BAB 6
Clara duduk di seberang
Mr. Golden. Pria itu menatapnya dengan tajam seakan meneliti setiap jengkal
wajahnya. Ia tidak tahu kenapa Mr. Golden membawanya ke restoran ini. Restoran
yang tampak mahal dengan ornamen dan hiasan yang tampak mewah. Mereka sedang
menunggu pesanan mereka yang sudha dipesan oleh Mr. Golden karena ia sama
sekali tidak mengerti apa isi menu yang berbahasa Prancis.
Ia terus berpikir apa yang
membuat Mr. Golden mengajak dirinya. Bukannya dia punya banyak wanita
yang bisa diajak makan malam? Kenapa harus aku? tanya
Clara dalam hati sambil mengalihkan pandangannya dari Mr. Golden.
Seorang pelayan pun datang
sambil membawa hidangan pembuka dan meletakkannya di hadapan mereka. "Apa
ini, Sir?" tanya Clara sedikit mengernyit saat melihat sekumpulan
butiran-butiran kecil berwarna hitam mengilap.
"Eat,"
perintah Mr. Golden singkat.
Clara memerhatikan cara
makan Mr. Golden dan meniru apa yang pria itu lakukan. Dengan penuh ragu, Clara
memasukkan butiran-butiran itu ke dalam mulutnya dengan perlahan.
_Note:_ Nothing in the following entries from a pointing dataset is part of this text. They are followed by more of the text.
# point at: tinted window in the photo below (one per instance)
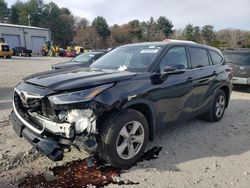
(175, 56)
(5, 48)
(216, 58)
(238, 58)
(198, 57)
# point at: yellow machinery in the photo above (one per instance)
(79, 50)
(5, 50)
(50, 50)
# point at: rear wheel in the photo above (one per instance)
(123, 138)
(218, 107)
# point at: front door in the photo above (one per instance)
(173, 94)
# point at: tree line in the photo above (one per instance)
(68, 29)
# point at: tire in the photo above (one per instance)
(112, 138)
(218, 107)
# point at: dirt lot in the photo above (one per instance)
(194, 153)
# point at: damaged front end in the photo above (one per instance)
(54, 122)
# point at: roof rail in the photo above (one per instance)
(173, 40)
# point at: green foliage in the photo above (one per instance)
(165, 26)
(189, 32)
(101, 27)
(36, 13)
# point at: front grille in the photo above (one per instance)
(23, 108)
(5, 48)
(40, 106)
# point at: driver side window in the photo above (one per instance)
(175, 57)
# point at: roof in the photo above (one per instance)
(177, 41)
(236, 50)
(23, 26)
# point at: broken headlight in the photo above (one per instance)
(78, 96)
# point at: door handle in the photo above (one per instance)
(190, 79)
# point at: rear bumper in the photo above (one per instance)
(241, 80)
(48, 146)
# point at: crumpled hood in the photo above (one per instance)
(71, 64)
(68, 79)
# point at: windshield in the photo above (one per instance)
(83, 58)
(130, 58)
(238, 58)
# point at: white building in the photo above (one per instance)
(32, 38)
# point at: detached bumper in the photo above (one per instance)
(48, 146)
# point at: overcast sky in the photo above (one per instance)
(219, 13)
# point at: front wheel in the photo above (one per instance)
(123, 138)
(218, 107)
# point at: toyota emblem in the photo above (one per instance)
(23, 96)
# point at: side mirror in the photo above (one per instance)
(177, 69)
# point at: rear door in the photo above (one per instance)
(202, 75)
(241, 66)
(12, 40)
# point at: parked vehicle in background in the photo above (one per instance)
(114, 107)
(71, 53)
(239, 60)
(22, 51)
(82, 60)
(5, 50)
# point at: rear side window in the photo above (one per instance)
(216, 58)
(175, 56)
(198, 57)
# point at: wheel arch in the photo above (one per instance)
(147, 109)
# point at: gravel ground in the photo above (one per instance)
(194, 154)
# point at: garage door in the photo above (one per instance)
(12, 40)
(37, 44)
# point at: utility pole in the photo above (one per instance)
(28, 19)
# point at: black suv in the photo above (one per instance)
(114, 107)
(21, 51)
(239, 60)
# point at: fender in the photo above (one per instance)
(152, 118)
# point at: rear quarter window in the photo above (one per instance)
(199, 57)
(216, 58)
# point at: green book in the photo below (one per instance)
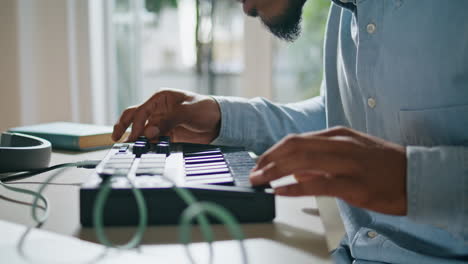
(70, 136)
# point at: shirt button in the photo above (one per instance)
(372, 234)
(371, 28)
(371, 102)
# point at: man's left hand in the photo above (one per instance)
(363, 170)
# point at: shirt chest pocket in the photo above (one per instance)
(435, 126)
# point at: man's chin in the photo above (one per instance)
(287, 32)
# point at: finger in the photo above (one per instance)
(161, 125)
(124, 122)
(310, 175)
(140, 116)
(297, 146)
(326, 163)
(348, 134)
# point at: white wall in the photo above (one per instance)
(9, 87)
(45, 68)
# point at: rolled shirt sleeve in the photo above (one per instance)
(257, 123)
(437, 186)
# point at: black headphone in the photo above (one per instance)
(20, 152)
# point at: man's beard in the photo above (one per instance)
(286, 26)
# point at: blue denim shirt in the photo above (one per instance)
(396, 69)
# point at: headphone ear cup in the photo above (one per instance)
(20, 152)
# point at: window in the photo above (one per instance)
(210, 47)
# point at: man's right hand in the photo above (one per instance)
(185, 116)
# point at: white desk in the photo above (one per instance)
(297, 224)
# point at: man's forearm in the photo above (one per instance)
(258, 123)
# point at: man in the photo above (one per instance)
(396, 85)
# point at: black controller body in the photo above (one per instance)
(217, 174)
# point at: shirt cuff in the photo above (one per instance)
(437, 187)
(233, 117)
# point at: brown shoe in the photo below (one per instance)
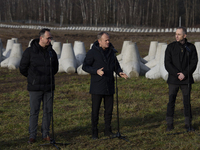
(47, 139)
(31, 140)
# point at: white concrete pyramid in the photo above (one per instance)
(15, 56)
(80, 52)
(58, 48)
(67, 59)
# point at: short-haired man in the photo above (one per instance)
(101, 63)
(39, 64)
(180, 62)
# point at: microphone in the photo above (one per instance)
(50, 54)
(187, 48)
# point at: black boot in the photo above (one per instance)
(94, 133)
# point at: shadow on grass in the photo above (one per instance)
(131, 125)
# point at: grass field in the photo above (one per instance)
(142, 104)
(142, 110)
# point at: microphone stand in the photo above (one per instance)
(189, 87)
(52, 141)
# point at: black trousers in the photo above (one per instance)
(173, 90)
(108, 109)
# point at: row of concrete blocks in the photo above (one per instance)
(108, 29)
(71, 58)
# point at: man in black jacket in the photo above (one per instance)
(101, 63)
(39, 64)
(180, 62)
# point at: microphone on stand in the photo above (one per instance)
(187, 48)
(50, 54)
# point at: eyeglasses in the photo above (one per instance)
(49, 38)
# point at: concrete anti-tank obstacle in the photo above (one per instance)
(9, 46)
(159, 70)
(15, 56)
(79, 51)
(58, 48)
(131, 65)
(196, 74)
(68, 60)
(15, 40)
(163, 71)
(80, 71)
(152, 51)
(155, 61)
(29, 44)
(124, 48)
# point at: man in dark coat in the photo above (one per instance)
(39, 64)
(101, 63)
(180, 62)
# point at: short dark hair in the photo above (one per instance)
(184, 29)
(99, 35)
(41, 33)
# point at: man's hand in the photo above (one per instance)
(100, 72)
(123, 75)
(180, 76)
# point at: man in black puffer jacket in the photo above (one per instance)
(180, 62)
(39, 64)
(101, 63)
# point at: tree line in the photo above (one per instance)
(125, 13)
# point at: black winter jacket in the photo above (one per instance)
(35, 65)
(94, 60)
(176, 61)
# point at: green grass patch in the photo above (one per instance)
(142, 110)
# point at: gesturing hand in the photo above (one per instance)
(180, 76)
(100, 72)
(123, 75)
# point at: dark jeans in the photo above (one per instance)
(35, 100)
(108, 108)
(173, 90)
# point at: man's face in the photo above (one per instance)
(179, 35)
(45, 39)
(104, 41)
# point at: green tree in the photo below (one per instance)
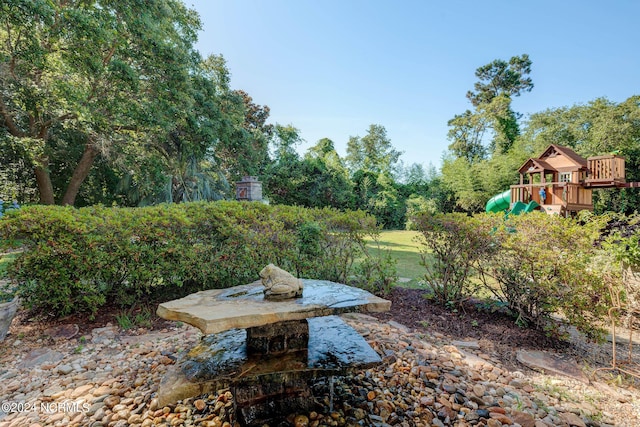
(596, 128)
(501, 78)
(246, 151)
(466, 133)
(372, 152)
(105, 69)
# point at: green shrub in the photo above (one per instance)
(543, 268)
(76, 260)
(452, 246)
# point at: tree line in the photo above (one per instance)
(109, 102)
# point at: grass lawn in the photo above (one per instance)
(405, 250)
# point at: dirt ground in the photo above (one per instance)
(494, 331)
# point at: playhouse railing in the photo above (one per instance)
(605, 170)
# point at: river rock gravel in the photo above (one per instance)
(109, 377)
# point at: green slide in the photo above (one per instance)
(502, 202)
(499, 202)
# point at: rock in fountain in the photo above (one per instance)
(267, 350)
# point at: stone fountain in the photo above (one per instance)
(267, 340)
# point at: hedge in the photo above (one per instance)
(77, 260)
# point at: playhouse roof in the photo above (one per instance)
(540, 164)
(534, 165)
(554, 150)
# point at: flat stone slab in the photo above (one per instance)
(244, 306)
(551, 363)
(221, 361)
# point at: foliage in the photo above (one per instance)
(452, 245)
(377, 274)
(106, 98)
(542, 267)
(76, 260)
(372, 152)
(596, 128)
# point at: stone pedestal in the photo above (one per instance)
(278, 337)
(265, 351)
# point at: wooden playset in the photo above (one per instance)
(561, 182)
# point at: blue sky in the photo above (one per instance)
(333, 67)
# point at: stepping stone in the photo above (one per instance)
(40, 356)
(62, 332)
(551, 363)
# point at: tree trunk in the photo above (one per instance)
(43, 179)
(80, 173)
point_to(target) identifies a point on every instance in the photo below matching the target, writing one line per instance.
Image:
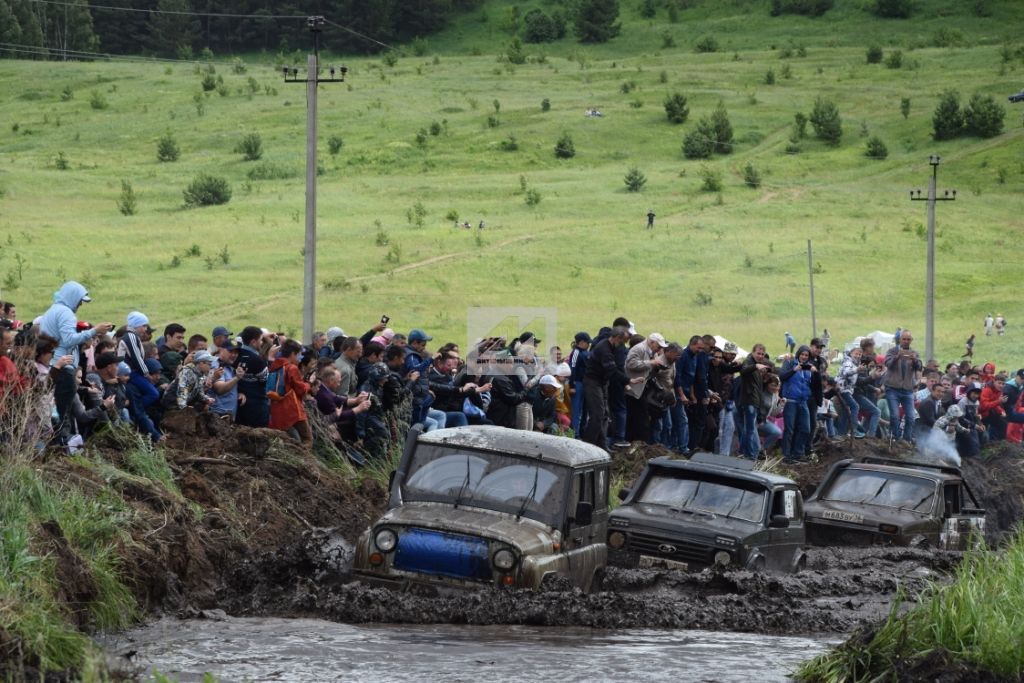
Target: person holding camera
(902, 365)
(796, 378)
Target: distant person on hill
(902, 363)
(969, 348)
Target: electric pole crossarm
(932, 198)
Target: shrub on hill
(806, 7)
(635, 180)
(947, 122)
(207, 190)
(250, 146)
(983, 116)
(675, 108)
(877, 148)
(542, 28)
(564, 147)
(596, 20)
(826, 122)
(893, 8)
(167, 147)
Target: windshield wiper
(462, 489)
(532, 491)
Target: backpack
(275, 384)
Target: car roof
(564, 451)
(908, 469)
(766, 478)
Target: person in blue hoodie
(796, 378)
(59, 324)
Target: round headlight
(386, 540)
(504, 559)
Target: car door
(785, 543)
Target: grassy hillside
(731, 262)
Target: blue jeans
(578, 410)
(798, 428)
(680, 427)
(750, 440)
(895, 398)
(873, 414)
(771, 432)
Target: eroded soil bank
(263, 528)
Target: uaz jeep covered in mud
(893, 502)
(487, 506)
(709, 510)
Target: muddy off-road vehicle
(486, 506)
(709, 510)
(893, 502)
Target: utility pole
(315, 25)
(810, 273)
(947, 196)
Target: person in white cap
(130, 348)
(544, 403)
(641, 360)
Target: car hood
(871, 514)
(656, 517)
(526, 535)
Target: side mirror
(585, 513)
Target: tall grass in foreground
(978, 620)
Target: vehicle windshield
(491, 480)
(739, 500)
(882, 488)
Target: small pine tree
(635, 180)
(128, 203)
(676, 109)
(877, 148)
(250, 146)
(826, 122)
(564, 147)
(984, 116)
(167, 147)
(947, 122)
(751, 176)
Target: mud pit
(841, 589)
(275, 531)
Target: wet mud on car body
(689, 515)
(485, 506)
(890, 502)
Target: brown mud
(264, 528)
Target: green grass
(583, 248)
(977, 620)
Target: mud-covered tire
(556, 583)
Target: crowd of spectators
(612, 389)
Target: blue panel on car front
(442, 554)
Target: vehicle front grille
(684, 550)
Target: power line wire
(170, 11)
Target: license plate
(647, 562)
(843, 516)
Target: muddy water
(303, 649)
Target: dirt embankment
(262, 527)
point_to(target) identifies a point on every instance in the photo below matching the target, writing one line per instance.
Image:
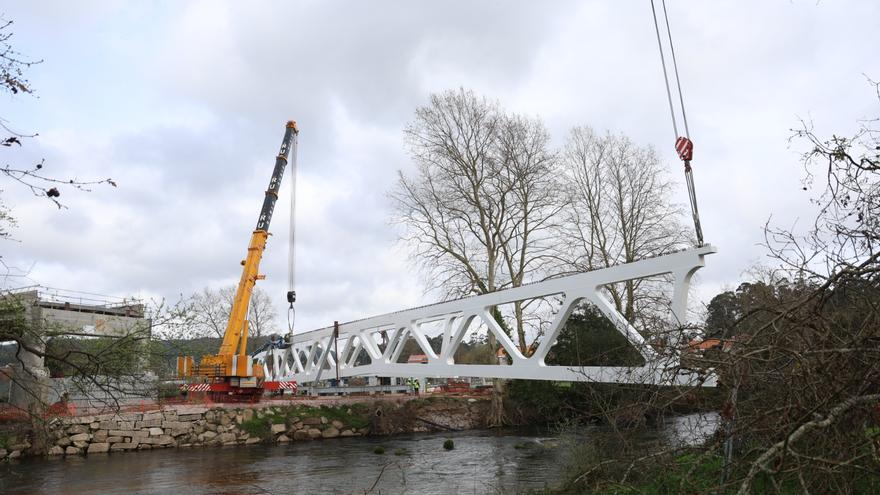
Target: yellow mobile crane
(231, 375)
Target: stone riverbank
(186, 426)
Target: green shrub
(258, 427)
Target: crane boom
(231, 370)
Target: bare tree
(480, 209)
(33, 177)
(211, 308)
(621, 211)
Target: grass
(258, 427)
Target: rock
(153, 416)
(76, 429)
(81, 437)
(121, 433)
(225, 438)
(177, 425)
(161, 440)
(98, 447)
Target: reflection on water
(497, 461)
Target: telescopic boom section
(235, 338)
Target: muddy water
(496, 461)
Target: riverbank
(189, 426)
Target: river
(484, 461)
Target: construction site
(515, 248)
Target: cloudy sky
(183, 105)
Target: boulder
(121, 433)
(226, 438)
(76, 429)
(98, 447)
(81, 437)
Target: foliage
(257, 427)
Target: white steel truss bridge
(372, 346)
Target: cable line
(683, 144)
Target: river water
(486, 461)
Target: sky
(183, 105)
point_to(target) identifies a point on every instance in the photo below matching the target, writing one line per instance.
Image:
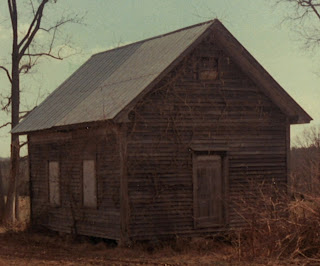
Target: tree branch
(6, 124)
(7, 72)
(46, 54)
(22, 144)
(33, 29)
(6, 106)
(36, 20)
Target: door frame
(224, 182)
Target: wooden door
(208, 190)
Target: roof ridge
(158, 36)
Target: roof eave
(249, 65)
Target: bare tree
(305, 18)
(26, 53)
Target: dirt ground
(31, 248)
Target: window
(89, 184)
(54, 183)
(208, 68)
(208, 178)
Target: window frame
(95, 185)
(52, 203)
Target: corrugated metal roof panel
(109, 81)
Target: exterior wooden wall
(230, 113)
(70, 149)
(154, 152)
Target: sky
(257, 24)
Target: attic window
(208, 68)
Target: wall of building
(70, 149)
(190, 108)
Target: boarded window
(89, 184)
(208, 190)
(208, 68)
(54, 183)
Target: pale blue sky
(110, 23)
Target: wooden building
(158, 138)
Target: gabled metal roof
(109, 82)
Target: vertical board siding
(71, 215)
(182, 110)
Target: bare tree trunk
(15, 106)
(2, 202)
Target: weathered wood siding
(70, 149)
(230, 112)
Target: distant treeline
(305, 169)
(304, 166)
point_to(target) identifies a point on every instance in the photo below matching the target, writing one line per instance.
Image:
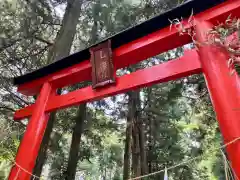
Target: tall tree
(60, 49)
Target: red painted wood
(174, 69)
(30, 144)
(225, 93)
(131, 53)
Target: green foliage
(177, 119)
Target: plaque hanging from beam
(102, 65)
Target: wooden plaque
(102, 65)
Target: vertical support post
(224, 91)
(30, 144)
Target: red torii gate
(224, 89)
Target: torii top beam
(135, 41)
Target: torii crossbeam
(129, 47)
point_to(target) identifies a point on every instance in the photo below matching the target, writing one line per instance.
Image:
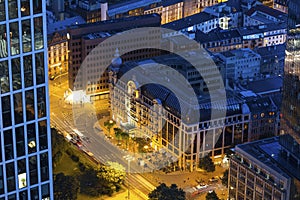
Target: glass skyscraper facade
(25, 153)
(291, 86)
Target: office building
(152, 111)
(25, 158)
(266, 169)
(291, 84)
(85, 37)
(240, 65)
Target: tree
(225, 178)
(212, 196)
(113, 173)
(118, 134)
(125, 136)
(207, 164)
(163, 192)
(92, 185)
(65, 187)
(109, 124)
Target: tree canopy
(212, 196)
(163, 192)
(225, 178)
(207, 164)
(65, 187)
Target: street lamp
(60, 69)
(129, 158)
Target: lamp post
(60, 69)
(129, 158)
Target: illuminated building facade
(265, 169)
(152, 111)
(25, 153)
(83, 41)
(291, 85)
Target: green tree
(92, 185)
(113, 173)
(118, 134)
(225, 178)
(163, 192)
(65, 187)
(207, 164)
(125, 136)
(109, 124)
(212, 196)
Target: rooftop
(268, 152)
(265, 85)
(126, 6)
(63, 25)
(187, 22)
(267, 10)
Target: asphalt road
(83, 117)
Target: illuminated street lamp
(129, 158)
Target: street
(66, 118)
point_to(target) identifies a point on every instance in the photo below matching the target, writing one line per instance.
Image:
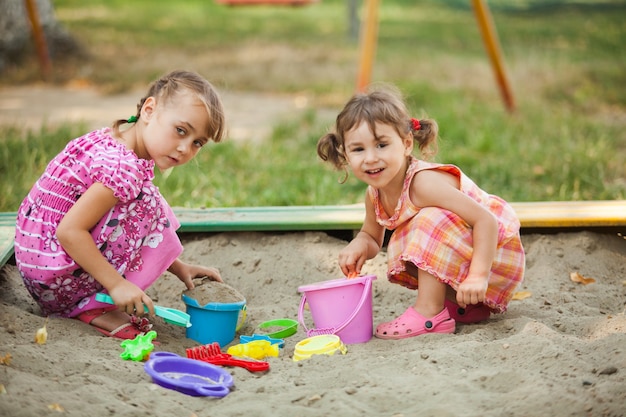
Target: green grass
(565, 61)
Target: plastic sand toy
(255, 336)
(327, 344)
(139, 348)
(188, 376)
(257, 349)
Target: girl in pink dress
(459, 243)
(94, 221)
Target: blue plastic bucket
(214, 322)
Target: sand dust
(559, 352)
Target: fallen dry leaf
(520, 295)
(576, 277)
(42, 334)
(6, 359)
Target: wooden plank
(541, 215)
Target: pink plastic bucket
(342, 307)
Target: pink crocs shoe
(473, 313)
(411, 323)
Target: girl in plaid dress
(460, 245)
(94, 220)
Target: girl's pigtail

Butiran-butiran itu terasa begitu lembut menyentuh lidahnya, bagaikan jeli yang
begitu halus dan terasa nikmat. Rasa asin dan gurih yang lezat seakan membuat
Clara ingin menyendok makanan itu lagi dan lagi.
"Enak?" tanya
Mr. Golden singkat.
Ia memasukkan satu suapan
lagi sambil mengangguk cepat dan matanya tertuju pada hidangan Mr. Golden yang
masih tersentuh sedikit, sedangkan miliknya sudah habis setengah. Ia pun
langsung menghentikan makannya dan mencoba menahan keinginannya untuk segera
menghabiskan hidangan pembuka itu.
"This is caviar,"
jelas Mr. Golden singkat.
“Hm,” gumam Clara dengan
anggukan kepala cepat tanpa memedulikan apa yang pria itu ucapkan dan terus
menikmati hidangan yang terasa begitu lezat dalam hidupnya.
"Fish eggs,"
lanjut Mr. Golden.
Fish eggs?? Mata Clara
langsung menatap Mr. Golden yang terlihat tenang dan mengunci tatapannya,
terlihat seperti menunggu reaksinya. Seketika itu pula Clara berhenti
mengunyah, tangannya yang masih mengangkat kaviar dalam sendoknya pun berhenti
begitu saja. Fish eggs?? Telur ikan. Telur ikan?? batin Clara
histeris lalu meletakkan sendoknya begitu saja. Raut wajah Clara pun berubah
cepat, menunjukkan rasa jijik yang begitu besar.
"Tenang saja. Ini
sehat dan bergizi," lanjut Mr. Golden santai dan kembali menikmati
makanannya.
Clara masih menatap
hidangan di hadapannya yang ternyata adalah gumpalan telur ikan. Ia tidak
menyangka telur ikan yang selama ini tampak menjijikkan bisa terasa begitu
nikmat dan sangat lezat. Oh iya, dan juga mahal, batin Clara,
sesekali melirik Mr. Golden yang terus menikmati kaviar dan menatapnya dengan
raut wajah paling datar. Clara menatap makanannya lagi, berpikir untuk berhenti
mengonsumsi telur-telur ikan itu. Tapi di lain sisi, ia merasa tidak tega
membuang sesuatu yang sangat berharga dan terasa begitu nikmat.
"Makan,"
perintah Mr. Golden dan Clara mulai kembali memasukkan makanan itu ke mulutnya.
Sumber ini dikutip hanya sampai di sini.